# Neve - Serra de Nogueira (Bragança) - 01.12.2010



## Z13 (2 Dez 2010 às 14:19)

Contribuindo para perpetuar uma semana que foi das mais democráticas em termos de neve no nosso país, vou aqui partilhar algumas imagens do passeio que ontem de manhã efectuei com a família! 





Uploaded with ImageShack.us






Uploaded with ImageShack.us






Uploaded with ImageShack.us






Uploaded with ImageShack.us






Uploaded with ImageShack.us






Uploaded with ImageShack.us






Uploaded with ImageShack.us






Uploaded with ImageShack.us






Uploaded with ImageShack.us


Hoje certamente haverá oportunidade para outros locais!


----------



## Mário Barros (2 Dez 2010 às 14:23)

Belíssimo 

Se fosse aí acho que aquilo que gostaria de fazer era abanar ar árvores pra ver a neve a cair


----------



## actioman (2 Dez 2010 às 16:21)

Grandes cenários Z13!

Isso também é só para quem tenha 4x4, pois essas estradas...

Parabéns pela foto-reportagem, mais uma dessa serra e dessa zona do país que é uma verdadeira "Meca" para os amantes do frio e da neve! 

Só discordo da tua afirmação:



> Contribuindo para perpetuar uma semana que foi das mais democráticas em termos de neve no nosso país, (...)



Pois essa democracia terminou algures na Beira Baixa e o resto!? 

É certo que no passado dia 30 de Novembro, a colega Sissi, relatou aproximadamente 30 minutos de alguma queda de neve na Serra de São Mamede, mas ainda nem conta para as estatísticas... . Por isso faltam ainda algumas zonas mais a Sul.
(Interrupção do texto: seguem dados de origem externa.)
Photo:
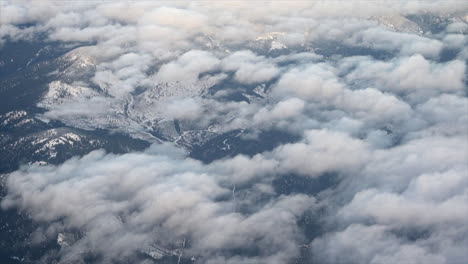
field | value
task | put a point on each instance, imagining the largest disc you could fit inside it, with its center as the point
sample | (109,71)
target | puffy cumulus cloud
(187,67)
(414,77)
(313,82)
(375,94)
(250,68)
(412,205)
(126,203)
(323,151)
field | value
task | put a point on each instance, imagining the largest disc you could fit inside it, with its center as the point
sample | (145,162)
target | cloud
(125,203)
(367,89)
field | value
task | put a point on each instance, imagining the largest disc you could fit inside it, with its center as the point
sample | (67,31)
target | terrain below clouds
(221,132)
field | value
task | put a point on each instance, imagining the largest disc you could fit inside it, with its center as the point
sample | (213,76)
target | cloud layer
(371,94)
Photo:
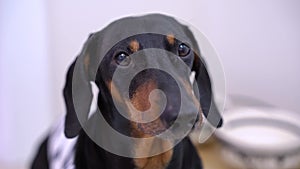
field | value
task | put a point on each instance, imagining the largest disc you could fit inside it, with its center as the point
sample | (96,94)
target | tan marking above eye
(171,39)
(86,62)
(134,46)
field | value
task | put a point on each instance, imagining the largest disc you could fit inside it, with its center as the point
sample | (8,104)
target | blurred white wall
(257,41)
(24,79)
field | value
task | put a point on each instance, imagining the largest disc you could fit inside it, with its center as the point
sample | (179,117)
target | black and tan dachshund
(150,45)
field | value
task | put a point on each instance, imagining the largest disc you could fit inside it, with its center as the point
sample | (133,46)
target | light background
(258,43)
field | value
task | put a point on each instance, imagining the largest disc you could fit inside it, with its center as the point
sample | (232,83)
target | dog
(163,52)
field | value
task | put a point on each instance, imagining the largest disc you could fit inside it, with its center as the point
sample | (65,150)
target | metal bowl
(260,137)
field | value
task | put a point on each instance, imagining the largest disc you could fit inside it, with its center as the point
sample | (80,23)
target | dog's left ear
(77,91)
(202,78)
(207,101)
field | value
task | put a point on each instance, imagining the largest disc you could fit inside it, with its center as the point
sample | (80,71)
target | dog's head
(129,60)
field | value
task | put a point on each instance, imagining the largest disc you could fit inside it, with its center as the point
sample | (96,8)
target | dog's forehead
(131,26)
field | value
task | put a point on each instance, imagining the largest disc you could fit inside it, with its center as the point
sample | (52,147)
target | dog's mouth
(152,128)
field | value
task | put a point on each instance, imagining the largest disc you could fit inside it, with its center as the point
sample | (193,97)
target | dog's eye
(122,59)
(183,50)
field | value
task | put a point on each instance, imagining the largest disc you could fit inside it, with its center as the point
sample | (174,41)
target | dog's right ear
(77,91)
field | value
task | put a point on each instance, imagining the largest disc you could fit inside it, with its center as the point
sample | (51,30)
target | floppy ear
(202,78)
(77,91)
(207,102)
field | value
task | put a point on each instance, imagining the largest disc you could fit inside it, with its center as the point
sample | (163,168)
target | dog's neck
(90,155)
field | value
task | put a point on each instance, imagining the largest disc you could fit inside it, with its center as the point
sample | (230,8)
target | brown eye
(183,50)
(122,59)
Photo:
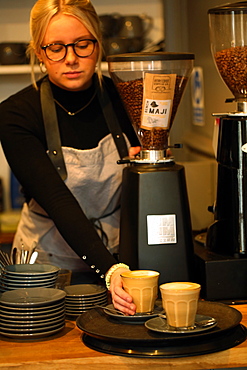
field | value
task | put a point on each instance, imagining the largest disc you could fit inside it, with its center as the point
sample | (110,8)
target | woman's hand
(121,300)
(134,150)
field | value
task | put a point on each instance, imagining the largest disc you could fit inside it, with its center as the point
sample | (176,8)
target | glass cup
(142,285)
(63,279)
(180,300)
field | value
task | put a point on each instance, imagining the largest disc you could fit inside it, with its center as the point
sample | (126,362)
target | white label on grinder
(161,229)
(156,113)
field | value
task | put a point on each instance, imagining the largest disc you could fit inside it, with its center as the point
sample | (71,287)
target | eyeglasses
(57,51)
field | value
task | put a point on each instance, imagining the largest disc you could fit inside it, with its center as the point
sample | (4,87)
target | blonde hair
(44,10)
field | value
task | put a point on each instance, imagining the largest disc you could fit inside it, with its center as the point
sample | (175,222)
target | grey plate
(84,290)
(85,298)
(26,319)
(32,297)
(41,334)
(90,305)
(31,310)
(159,324)
(6,280)
(30,270)
(34,317)
(32,324)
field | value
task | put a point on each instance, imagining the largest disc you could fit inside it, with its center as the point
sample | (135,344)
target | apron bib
(94,178)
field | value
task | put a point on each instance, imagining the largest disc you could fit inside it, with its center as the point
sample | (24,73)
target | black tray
(110,336)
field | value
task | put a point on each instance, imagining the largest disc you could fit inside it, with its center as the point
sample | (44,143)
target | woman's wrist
(111,271)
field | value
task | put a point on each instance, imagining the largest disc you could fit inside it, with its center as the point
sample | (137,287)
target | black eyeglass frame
(73,44)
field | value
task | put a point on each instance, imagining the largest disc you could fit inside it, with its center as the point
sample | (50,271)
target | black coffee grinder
(155,230)
(223,265)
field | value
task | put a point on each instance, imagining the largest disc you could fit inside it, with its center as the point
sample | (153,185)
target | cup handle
(147,21)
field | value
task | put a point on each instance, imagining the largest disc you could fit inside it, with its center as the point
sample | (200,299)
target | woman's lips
(72,74)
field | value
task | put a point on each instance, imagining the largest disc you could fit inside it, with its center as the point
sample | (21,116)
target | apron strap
(51,128)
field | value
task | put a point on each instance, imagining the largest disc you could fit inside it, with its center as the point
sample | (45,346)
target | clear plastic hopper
(151,86)
(228,36)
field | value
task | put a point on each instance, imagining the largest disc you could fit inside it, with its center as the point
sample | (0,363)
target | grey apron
(93,172)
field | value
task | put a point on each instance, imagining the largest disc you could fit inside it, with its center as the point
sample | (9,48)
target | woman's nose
(71,57)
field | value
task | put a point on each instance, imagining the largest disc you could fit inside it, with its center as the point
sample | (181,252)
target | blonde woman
(58,138)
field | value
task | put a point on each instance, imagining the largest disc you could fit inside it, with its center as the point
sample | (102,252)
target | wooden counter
(66,350)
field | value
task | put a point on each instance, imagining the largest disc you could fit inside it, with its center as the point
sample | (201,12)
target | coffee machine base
(222,278)
(155,228)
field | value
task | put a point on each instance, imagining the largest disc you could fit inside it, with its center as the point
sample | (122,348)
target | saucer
(160,325)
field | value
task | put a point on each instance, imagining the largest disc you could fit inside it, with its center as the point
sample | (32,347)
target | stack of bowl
(32,312)
(83,297)
(28,276)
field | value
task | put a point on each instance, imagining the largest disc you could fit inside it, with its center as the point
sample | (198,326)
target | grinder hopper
(155,226)
(151,86)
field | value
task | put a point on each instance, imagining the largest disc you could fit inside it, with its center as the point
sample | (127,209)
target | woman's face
(72,73)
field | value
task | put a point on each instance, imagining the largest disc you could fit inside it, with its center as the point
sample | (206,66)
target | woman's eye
(55,48)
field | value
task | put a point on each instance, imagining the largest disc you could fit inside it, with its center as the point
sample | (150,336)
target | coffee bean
(232,64)
(131,93)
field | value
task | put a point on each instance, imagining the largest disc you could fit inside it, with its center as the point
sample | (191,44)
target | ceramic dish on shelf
(84,297)
(32,312)
(85,290)
(32,297)
(30,270)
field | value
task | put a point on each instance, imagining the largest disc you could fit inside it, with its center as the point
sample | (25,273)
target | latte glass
(142,285)
(180,300)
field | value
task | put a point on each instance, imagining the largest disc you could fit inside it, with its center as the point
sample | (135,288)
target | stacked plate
(32,312)
(83,297)
(28,276)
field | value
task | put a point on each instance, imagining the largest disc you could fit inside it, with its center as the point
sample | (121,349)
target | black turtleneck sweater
(23,140)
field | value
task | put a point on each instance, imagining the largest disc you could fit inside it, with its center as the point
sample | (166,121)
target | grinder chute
(155,228)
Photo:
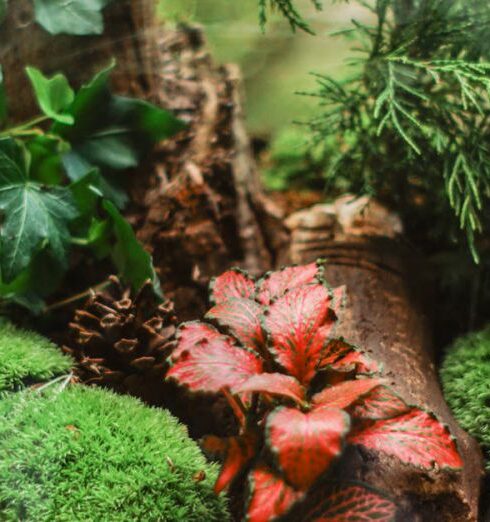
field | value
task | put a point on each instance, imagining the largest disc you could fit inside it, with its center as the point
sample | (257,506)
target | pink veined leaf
(237,452)
(352,503)
(270,497)
(415,437)
(233,283)
(276,284)
(243,318)
(299,324)
(344,394)
(274,384)
(305,444)
(380,403)
(192,333)
(211,364)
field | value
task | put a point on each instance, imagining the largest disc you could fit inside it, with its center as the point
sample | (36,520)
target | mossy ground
(27,358)
(84,454)
(465,376)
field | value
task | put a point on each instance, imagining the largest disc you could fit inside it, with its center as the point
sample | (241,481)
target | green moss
(27,357)
(86,454)
(465,377)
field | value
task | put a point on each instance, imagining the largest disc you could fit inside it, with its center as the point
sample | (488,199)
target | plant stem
(25,128)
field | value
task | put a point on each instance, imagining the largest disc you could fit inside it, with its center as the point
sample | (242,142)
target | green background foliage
(87,454)
(27,358)
(465,375)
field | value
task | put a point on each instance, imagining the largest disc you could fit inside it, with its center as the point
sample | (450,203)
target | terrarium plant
(300,395)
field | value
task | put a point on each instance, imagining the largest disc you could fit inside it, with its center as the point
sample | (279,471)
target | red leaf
(353,503)
(233,283)
(211,364)
(274,384)
(415,437)
(305,444)
(344,394)
(243,318)
(380,403)
(299,324)
(270,496)
(276,284)
(190,334)
(237,453)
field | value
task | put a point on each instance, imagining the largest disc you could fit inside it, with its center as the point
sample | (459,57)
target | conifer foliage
(300,395)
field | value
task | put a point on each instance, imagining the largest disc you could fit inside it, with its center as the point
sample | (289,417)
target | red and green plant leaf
(333,351)
(305,444)
(270,497)
(190,334)
(276,384)
(299,324)
(344,394)
(276,284)
(415,437)
(212,364)
(233,283)
(243,318)
(380,403)
(236,452)
(352,504)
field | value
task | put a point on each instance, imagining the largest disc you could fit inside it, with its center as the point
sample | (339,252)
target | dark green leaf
(54,95)
(80,17)
(133,262)
(35,216)
(3,96)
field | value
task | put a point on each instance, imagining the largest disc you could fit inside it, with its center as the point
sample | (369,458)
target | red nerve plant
(300,396)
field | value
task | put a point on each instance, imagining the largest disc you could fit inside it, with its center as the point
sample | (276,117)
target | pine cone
(121,341)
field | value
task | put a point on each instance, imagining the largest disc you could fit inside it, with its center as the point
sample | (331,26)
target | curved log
(388,315)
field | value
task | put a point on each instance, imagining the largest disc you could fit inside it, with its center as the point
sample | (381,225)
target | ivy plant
(60,183)
(301,397)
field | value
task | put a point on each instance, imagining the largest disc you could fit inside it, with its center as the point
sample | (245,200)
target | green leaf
(79,17)
(35,217)
(113,132)
(3,94)
(54,95)
(133,262)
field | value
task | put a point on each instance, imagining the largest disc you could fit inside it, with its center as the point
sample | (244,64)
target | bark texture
(388,315)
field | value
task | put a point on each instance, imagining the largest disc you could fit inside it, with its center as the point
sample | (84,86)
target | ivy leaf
(305,444)
(348,503)
(36,217)
(3,95)
(233,283)
(276,384)
(78,17)
(415,437)
(276,284)
(237,452)
(112,132)
(54,95)
(242,317)
(299,324)
(270,497)
(212,364)
(134,264)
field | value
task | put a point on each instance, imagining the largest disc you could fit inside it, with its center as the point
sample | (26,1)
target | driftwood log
(388,315)
(198,207)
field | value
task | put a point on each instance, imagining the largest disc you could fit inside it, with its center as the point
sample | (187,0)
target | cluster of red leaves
(299,394)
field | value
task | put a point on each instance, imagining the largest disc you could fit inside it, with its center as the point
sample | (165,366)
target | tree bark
(388,315)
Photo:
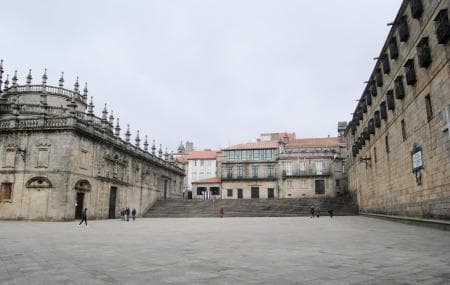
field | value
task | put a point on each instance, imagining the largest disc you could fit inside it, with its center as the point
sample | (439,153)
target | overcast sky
(212,72)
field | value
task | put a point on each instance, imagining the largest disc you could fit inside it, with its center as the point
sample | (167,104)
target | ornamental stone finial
(137,140)
(91,107)
(76,87)
(61,80)
(117,128)
(29,77)
(44,77)
(14,79)
(153,148)
(85,91)
(105,114)
(160,151)
(111,118)
(146,144)
(127,134)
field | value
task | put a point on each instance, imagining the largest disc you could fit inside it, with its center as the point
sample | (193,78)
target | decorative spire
(85,91)
(166,155)
(137,140)
(117,128)
(111,118)
(44,77)
(29,77)
(153,148)
(91,107)
(6,83)
(14,79)
(76,87)
(146,144)
(1,74)
(160,151)
(61,80)
(105,114)
(127,134)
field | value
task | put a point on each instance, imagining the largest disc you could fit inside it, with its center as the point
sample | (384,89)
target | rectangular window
(424,53)
(428,107)
(386,142)
(416,8)
(288,167)
(270,171)
(403,125)
(42,157)
(385,63)
(398,88)
(442,26)
(410,72)
(255,171)
(403,30)
(393,48)
(240,171)
(9,159)
(6,192)
(229,171)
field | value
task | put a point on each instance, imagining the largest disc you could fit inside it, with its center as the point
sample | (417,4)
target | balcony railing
(306,172)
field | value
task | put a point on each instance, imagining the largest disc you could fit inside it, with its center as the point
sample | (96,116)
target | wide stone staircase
(342,206)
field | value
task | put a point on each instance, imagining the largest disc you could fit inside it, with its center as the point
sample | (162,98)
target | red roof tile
(256,145)
(208,180)
(202,154)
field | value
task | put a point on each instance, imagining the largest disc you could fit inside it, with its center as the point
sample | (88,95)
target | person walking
(133,214)
(83,217)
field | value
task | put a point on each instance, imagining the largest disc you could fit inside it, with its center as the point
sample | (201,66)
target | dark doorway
(270,193)
(255,192)
(214,191)
(112,202)
(320,187)
(79,205)
(165,189)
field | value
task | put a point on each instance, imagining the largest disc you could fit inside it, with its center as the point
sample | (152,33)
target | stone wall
(381,175)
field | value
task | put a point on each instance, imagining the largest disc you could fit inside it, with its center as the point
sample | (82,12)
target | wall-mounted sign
(417,157)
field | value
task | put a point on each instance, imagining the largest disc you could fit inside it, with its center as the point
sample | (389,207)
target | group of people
(125,214)
(316,213)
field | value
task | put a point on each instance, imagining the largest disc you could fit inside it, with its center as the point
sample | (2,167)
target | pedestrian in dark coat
(133,214)
(83,217)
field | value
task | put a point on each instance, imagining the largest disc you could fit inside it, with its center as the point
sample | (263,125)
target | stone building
(279,165)
(398,140)
(57,157)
E ai sim será _mais democrática_! 

Um abraço e obrigado por partilhares connosco momentos tão belos!


----------



## ACalado (2 Dez 2010 às 16:23)

Boas fotos   Sem dúvida a Serra da Nogueira também é bastante bonita


----------



## Veterano (2 Dez 2010 às 17:06)

Boa reportagem, Z13. Só foi pena o sol não ajudar à paisagem.


----------



## Brigantia (2 Dez 2010 às 18:41)

Muito boas z13
Paisagem espectacular


----------



## Gil_Algarvio (2 Dez 2010 às 18:45)

Fotos Belissimas!!! Paisagens lindas ja de si mas agora pintadas de Branco


----------



## Dan (2 Dez 2010 às 18:50)

Magnificas

Desta vez não pude ir até lá


----------



## MSantos (2 Dez 2010 às 22:24)

Belas fotos da nossa Serra da Nogueira Z13

Eu não tenho carro e só posso mesmo observa-la a partir de Bragança


----------



## actioman (3 Dez 2010 às 20:31)

MSantos disse:


> Belas fotos da nossa Serra da Nogueira Z13
> 
> Eu não tenho carro e só posso mesmo observa-la a partir de Bragança



Santos, tens de arranjar um carrito para não teres desculpa de não ires até essas serras! A vida de universitário hoje em dia sem carro é uma desgraça!


----------